Historic house in North Carolina, United States

The Henry Fletcher and Carrie Allison Long House, known locally as "Dr. Long's House," was listed in the National Register of Historic Places on April 26, 2021. The home is known as the dwelling of Dr. Henry F. Long, a notable doctor in Statesville, North Carolina, reportedly known for contributions to the expansion of healthcare in the area as well as being one of the first surgeons in the state of North Carolina to perform appendectomies. The home was designed by architect Louis H. Asbury who incorporated elements of the craftsman, Tudor revival, and colonial revival styles. The house was erected in 1915 and sits on a 1.08 parcel of land that once was a part of a 2.75 acre stretch of land that had been purchased by Long in 1899. Before the construction of the historic home in 1915, Long and his wife, Carrie, resided in a Queen Anne cottage on the same site that was destroyed in a fire in March 1915. The retaining wall constructed in 1915 remains at the site today along with 1900s smokehouse, the carriage house constructed in 1915 that is paved with brick reported to be taken from the original 1900 dwelling’s foundation, and what is reported to be the laundry facility constructed between 1918 and 1925 and used for the sanatorium that Long opened in 1905 to the northeast of the structure. There is a garage, shed, and red brick wall on the property as well that were constructed after 1950. In 1904, Long commissioned another Queen Anne cottage that was nearly identical to the home that he and his wife commissioned in 1900, which served as a temporary sanatorium.

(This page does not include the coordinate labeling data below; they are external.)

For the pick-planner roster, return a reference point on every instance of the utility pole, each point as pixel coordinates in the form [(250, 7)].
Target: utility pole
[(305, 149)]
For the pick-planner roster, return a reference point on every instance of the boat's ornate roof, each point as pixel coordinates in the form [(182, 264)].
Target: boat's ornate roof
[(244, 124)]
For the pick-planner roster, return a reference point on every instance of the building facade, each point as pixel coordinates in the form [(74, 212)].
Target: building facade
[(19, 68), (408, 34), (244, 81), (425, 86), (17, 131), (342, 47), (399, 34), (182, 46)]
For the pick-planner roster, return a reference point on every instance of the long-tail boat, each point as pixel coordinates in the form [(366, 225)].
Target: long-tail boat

This structure no longer exists, but the larger, three-story brick building that Long commissioned north of the original sanatorium in 1912 became H. F. Long Hospital and operated until 1954. This structure still stands and serves as offices for government agencies. The house is currently privately owned and a local law firm operates out the building. There are many historical sites in the surrounding area.